IRFU highlight threat of France’s greater financial muscle

Union exploring the possibility of attracting private money to aid the funding of the sport

The newly-elected IRFU president Louis Magee (right) and chief executive Philip Browne at the union’s annual council meeting at the  Aviva Stadium, Dublin. Photograph: Inpho

The newly-elected IRFU president Louis Magee (right) and chief executive Philip Browne at the union’s annual council meeting at the Aviva Stadium, Dublin. Photograph: Inpho

Sat, Jul 19, 2014, 01:19

JOHNNY WATTERSON

The IRFU reaffirmed that one the biggest threats to financing the game in Ireland is competition from teams in France with greater financial muscle. The fear is that Irish teams may become less competitive, which would have a hugely negative effect on union income.

The IRFU are also exploring the possibility of attracting private money to aid the funding of the sport.

At last night’s annual report and accounts, treasurer Tom Grace said that the future incomes stream carry risk and much of the financial future of the union rests with the success of the national and provincial teams as well as an improving economy.

The international game and the success of the senior team continue to be the cash cow of the sport. Last year the international game generated 75 per cent of cash income for the union.

The healthy attendances at the Autumn Series of matches in tandem with the success of the Irish team, which won the Six Nations Championship, and the strong performances from the provinces all contributed to the union reporting a surplus of €7.3 million for the year. However, with all of the costs stripped out, the deficit was €1 million, a smaller figure than the union expected. The deficit last year was €4.5 million.

Grace also pointed out that the 2020/’21 season would be vital for the IRFU as this is when the 5,000 premium tickets, which were largely issued in 2010, come up for renewal. For the last batch of 10-year tickets the IRFU were asking for €9,500 per ticket.

Other concerns centre around the direction television is taking and the impact on free to air broadcasting as well as the changing face of European rugby and what effect that will have on the ability of the Irish provincial sides to continue winning at European level.

Income from the international teams amounted to €33,356,304. Commercial income was €6,148,748, deferred ticket income came to over €15 million and ERC and provincial income was just over €10 million.
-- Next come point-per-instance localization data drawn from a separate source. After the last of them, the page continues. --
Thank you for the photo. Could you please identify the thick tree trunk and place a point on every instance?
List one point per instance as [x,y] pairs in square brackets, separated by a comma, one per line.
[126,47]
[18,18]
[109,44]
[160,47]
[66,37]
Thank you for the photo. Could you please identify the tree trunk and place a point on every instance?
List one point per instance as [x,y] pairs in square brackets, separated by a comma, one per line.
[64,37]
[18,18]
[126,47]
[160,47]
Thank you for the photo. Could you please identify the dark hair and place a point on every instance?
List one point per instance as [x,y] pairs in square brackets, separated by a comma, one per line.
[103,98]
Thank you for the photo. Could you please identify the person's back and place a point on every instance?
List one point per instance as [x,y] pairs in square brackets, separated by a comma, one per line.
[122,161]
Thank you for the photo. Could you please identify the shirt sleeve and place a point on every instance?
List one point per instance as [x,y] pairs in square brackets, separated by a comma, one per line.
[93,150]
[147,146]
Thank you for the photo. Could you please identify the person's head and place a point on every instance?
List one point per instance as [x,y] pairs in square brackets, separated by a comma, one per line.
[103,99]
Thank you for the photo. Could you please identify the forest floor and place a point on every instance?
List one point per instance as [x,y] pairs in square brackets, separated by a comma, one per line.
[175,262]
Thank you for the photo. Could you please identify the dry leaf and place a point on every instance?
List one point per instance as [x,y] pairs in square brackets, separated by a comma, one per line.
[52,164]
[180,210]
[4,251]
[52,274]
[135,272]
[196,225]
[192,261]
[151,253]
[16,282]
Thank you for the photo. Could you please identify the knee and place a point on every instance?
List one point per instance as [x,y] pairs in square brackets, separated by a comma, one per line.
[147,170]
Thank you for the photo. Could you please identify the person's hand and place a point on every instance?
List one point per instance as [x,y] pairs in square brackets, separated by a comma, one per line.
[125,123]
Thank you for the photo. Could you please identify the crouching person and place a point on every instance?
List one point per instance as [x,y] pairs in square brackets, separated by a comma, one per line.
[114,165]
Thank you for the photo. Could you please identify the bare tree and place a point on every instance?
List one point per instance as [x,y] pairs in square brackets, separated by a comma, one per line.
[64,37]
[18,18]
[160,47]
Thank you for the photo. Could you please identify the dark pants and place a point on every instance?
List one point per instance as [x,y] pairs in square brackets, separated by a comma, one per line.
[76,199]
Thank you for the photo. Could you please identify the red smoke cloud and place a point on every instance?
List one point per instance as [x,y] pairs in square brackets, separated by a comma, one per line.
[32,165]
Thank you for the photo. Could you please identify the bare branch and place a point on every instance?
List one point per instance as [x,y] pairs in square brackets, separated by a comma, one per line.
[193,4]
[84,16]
While the professional game generated the most cash it also cost most to administer, the total for the year running to €31,871,014.

‘Limited resources’

Not included in this amount is women’s teams which cost €1,428,745 for the year. This was more than the under-19, schoolboy, youth, youth/schools, under-20s and Wolfhounds (emerging Irish team) combined. Those six groups cost €1,230,000.

“The sort of money that is available in France, of course we’ve got to be concerned,” said IRFU chief executive Philip Browne. “We’ve done pretty well with limited financial resources and limited playing resources over the years.

“We have to look at our business model, number one and maybe have to look at bringing in private money. Some of the provinces have been quite successful at generating private money.”

Total IRFU revenues increased by just over €4 million to €69.7 million.

Also last night, Louis Magee of Bective Rangers was elected the 127th president of the union.